OK – the title is a bit over the top sensationalistic, but the metadata debate opens up the larger topic of technology being used to increase participation. There is a long history of technology increasing participation – the PC Revolution with the microcomputer, word processor, spreadsheet, etc – Web 1.0 with online auctions, web home pages, online communities, etc. – Web 2.0 with blogs, social networks, citizen journalism etc. If you really wanted to push the argument you could go back to the assembly line, the steam engine, or really stretch it back to crop rotation. I’d argue that the real power of Web 2.0 has been the democratization of participation through technology. Blogs are allowing anyone to have a voice – participatory media sites like Digg, Newsvine, StumbledUpon, Furl are allowing the public to vote what is news – self broadcasting platforms like YouTube, Vimeo, Blip.tv will put anyone on TV – participatory office applications like Writely and Google Spreadsheets are all changing the face of how the public interacts with technology and each other.

Mapping has very much been a part of this story, with Google Earth/Maps, Microsoft Virtual Earth, Yahoo! Maps and new projects like Open Street Maps all playing a role. In fact it was mapping applications that kicked off the mashup phenomenon with the combination of Google Maps and Craig’s List rental listings. Not surprisingly participatory mapping mashups sprung up in short order with innovative sites like Platial, Tagzania, Frappr and others. In these applications anyone could create a location on a map and tag it with social information like photos or descriptions about why they created it. These efforts were very much in the Web 2.0 model of mass participation where anyone could contribute information. For the most part, though, the data was fun and not what the GIS world would consider substantive. Sometimes this movement is called neogeography, web mapping, or a leading part of the larger geoweb.
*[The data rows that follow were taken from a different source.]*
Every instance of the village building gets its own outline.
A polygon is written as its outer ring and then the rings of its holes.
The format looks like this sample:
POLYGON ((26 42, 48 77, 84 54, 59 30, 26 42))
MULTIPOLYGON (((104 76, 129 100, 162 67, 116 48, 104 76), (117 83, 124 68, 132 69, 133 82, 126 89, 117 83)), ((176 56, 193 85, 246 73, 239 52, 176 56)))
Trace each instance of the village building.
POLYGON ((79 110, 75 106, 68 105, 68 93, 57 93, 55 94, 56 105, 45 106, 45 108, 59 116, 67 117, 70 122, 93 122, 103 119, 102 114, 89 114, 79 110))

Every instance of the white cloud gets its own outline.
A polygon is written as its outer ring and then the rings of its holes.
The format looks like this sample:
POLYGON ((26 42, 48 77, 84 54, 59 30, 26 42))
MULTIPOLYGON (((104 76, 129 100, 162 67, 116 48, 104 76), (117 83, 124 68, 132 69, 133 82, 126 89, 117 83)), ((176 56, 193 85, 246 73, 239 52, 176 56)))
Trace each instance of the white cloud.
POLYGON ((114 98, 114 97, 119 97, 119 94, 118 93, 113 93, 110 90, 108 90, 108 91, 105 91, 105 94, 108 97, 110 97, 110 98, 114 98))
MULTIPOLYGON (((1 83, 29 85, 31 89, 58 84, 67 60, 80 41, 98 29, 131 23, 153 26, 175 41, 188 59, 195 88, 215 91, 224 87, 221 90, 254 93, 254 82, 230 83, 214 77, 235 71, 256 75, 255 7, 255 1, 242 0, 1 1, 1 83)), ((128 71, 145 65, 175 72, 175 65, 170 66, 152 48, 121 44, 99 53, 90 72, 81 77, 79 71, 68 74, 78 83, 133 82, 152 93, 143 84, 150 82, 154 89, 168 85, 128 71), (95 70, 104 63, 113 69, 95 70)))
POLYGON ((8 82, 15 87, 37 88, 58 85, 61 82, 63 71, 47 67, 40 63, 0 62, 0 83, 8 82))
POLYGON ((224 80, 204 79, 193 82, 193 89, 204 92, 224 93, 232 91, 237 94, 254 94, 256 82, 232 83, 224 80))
In the GIS world it is a much different model where a small number of highly trained professionals have access to data and tools with which they render maps to be distributed to everyone else. As technology has advanced these maps started to be delivered to web browsers and have some interactivity. The model always remained the same though – professional gate keepers that brokered knowledge out to the masses. As Google and other mapping applications API’s have proliferated, the worlds of neogeography and traditional GIS have begun to intersect. Now the major GIS vendors are offering API’s to their technologies and there are new more dynamic ways for maps and information to be delivered. While the new technologies coming from the GIS vendors all have the right buzz words they still work on the very same model. A small group of trained professionals acting as gate keepers to the masses – whether their maps are delivered to you as piece of paper or a rich media Ajax application.

This is the crux, I believe, of the metadata debate. Let’s be honest adding a metadata link to a system like ours or anyone else’s is not really the issue. Adding in the link is not so tough and we’ll figure out an effective way to link to metadata if it is there. The issue is opening up geographic data and analysis tools to the masses. Metadata is a convenient barrier to entry as is the expense of software, training, and infrastructure to even get your foot in the proverbial geospatial door. The big goal of GeoCommons is to break down those barriers, so that geographic data and analysis can become accessible and participatory to everyone. I think that technology inexorably moves in this direction, but in my mind that is not why it is crucial to open up geographic data and analysis. The vast majority of geographic data is a public good. It is paid for and created by governments and nongovernmental organizations (NGOs). The mission of the data creators is to have the data readily available and consumable by the public, because they are inherently the ones that have paid for it. Yet we have a huge middleman that has grown up between the public and the data. A middle man that requires you to buy software, take training classes to use it, and support their ecosystem in order to access and consume the data. This ecosystem has in turned created a profession of people who have taken the courses, put in the time, and understands the often complicated world of geographic data and analysis. Neither the ecosystem nor the profession wants to see that cozy arrangement disrupted. Yet that is exactly what we are on the brink of.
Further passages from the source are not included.